You’ve noticed it. You do a search, land on what appears to be a solid page, scan it and then… that “Something’s not quite right here…” moment hits. You don’t know why. You just know it. It just so happens that moment aligns with a ton of AI content hitting the index.
There are varying estimates, but by some accounts, a significant share of new web pages published in 2025 to 2026 involve AI assistance. That, of course, depends on the niche. (For example, in certain segments, like Affiliate Marketing and information-based blogs, those numbers are far, far higher.)
Of course, search engines getting more of what they asked for is not inherently a problem. The problem arises when that content, while perhaps easier to produce and faster to deploy, is inherently different. Thinner, if you will. (A “thinner” type of content doesn’t necessarily mean it’s bad or that users won’t love it. It just is… different.)
Here’s what Search Engine Journal had to say about it…
AI-generated content is increasingly shaping search results for high-volume keyword searches. Search Engine Journal
The Silver Lining: How AI Is a Boon for SEO Teams
OK, let’s stop sugarcoating things for a second. AI-generated content is actually a boon from an SEO standpoint. You can create a high volume of content quickly, you can better target long-tail keywords, and you can run A/B tests without exhausting your copywriters. It’s a game-changer.
| SEO Activity | Before AI | After AI |
|---|---|---|
| Keyword coverage | Limited | Extensive |
| Content production speed | Slow–Moderate | Fast |
| A/B testing content | Rare | Frequent |
| Long-tail optimization | Manual | Automated |
Smaller businesses actually benefit from this.
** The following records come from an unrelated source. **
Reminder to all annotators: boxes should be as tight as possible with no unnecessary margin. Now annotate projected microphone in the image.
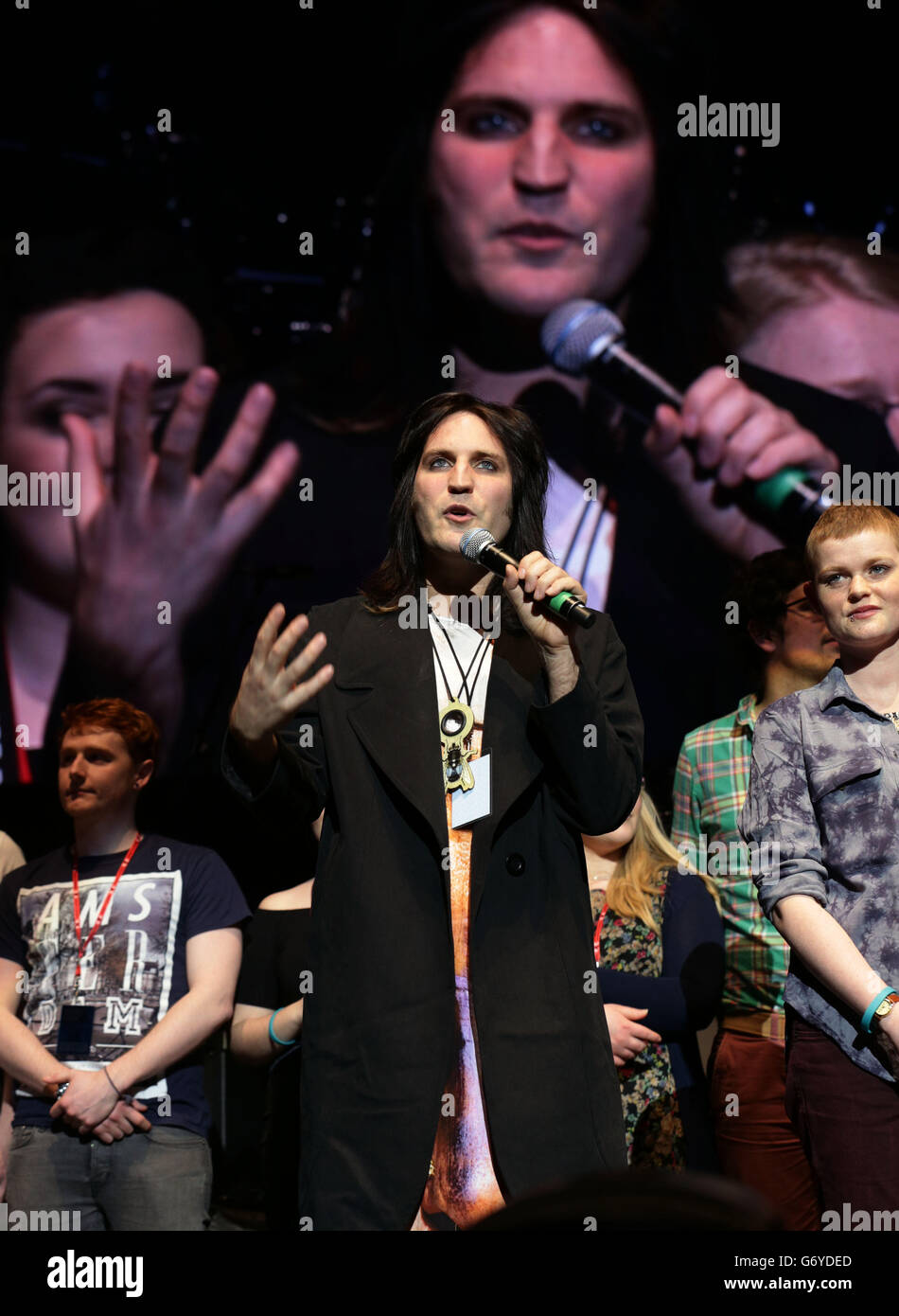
[541,299,833,527]
[459,525,596,629]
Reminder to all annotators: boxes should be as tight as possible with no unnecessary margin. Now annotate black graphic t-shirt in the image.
[0,836,250,1136]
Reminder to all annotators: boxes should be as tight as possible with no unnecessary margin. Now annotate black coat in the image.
[225,598,643,1229]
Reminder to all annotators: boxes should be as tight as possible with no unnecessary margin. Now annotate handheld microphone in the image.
[459,525,596,629]
[541,299,833,529]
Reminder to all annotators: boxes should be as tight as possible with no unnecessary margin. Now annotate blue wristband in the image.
[269,1010,294,1046]
[862,987,896,1033]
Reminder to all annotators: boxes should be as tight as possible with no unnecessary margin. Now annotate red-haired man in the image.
[0,699,249,1231]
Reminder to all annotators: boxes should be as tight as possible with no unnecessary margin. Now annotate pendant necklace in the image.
[431,613,488,791]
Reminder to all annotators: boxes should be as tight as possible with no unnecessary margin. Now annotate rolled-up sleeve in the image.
[740,696,826,918]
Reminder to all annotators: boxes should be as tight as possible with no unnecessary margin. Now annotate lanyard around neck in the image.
[73,831,144,982]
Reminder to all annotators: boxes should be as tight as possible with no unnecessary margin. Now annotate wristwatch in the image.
[872,991,899,1023]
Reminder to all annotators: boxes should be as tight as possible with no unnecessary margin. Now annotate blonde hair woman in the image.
[583,790,724,1170]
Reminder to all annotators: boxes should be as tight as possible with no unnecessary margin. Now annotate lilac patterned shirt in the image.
[740,665,899,1082]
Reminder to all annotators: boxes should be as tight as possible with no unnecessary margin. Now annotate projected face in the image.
[0,291,203,607]
[427,7,656,316]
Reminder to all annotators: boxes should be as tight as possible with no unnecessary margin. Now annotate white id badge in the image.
[452,754,491,827]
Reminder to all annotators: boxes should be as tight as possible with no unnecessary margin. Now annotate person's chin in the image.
[483,262,597,320]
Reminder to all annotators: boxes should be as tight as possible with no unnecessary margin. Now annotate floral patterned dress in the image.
[590,884,686,1170]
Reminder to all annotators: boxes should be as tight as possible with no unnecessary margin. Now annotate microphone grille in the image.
[539,297,624,375]
[459,525,496,562]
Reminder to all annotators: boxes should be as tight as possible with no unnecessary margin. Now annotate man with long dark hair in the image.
[223,394,643,1229]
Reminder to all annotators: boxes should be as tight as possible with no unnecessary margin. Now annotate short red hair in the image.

Now you don’t need to have a huge content operation in order to keep up. You just need the right process.
And, I guess, that’s kind of a democratization. In theory, at least. Via HubSpot marketers say AI tools have made it easier to scale SEO content and target more niche keywords.
Flooding the System: When Scale Turns Into Noise
This is when the trouble starts.
When anyone can produce more content, it starts to get published. A lot. And not all of it is quality. Some of it is redundant. Some of it is thin. Some of it was created purely to rank, not inform.
Search engines are now suffering from a kind of content inflation. More pages, vying for the same topics, saying very similar things.
| SEO Challenge | Impact Trend |
|---|---|
| Duplicate-like content | Increasing |
| Content quality variance | Higher |
| Ranking volatility | Rising |
| User trust concerns | Growing |
If you’re a user, you notice. You click more, scroll more, search again because the first result wasn’t quite right. That’s the downside of scale, as it doesn’t filter for usefulness. It just produces more.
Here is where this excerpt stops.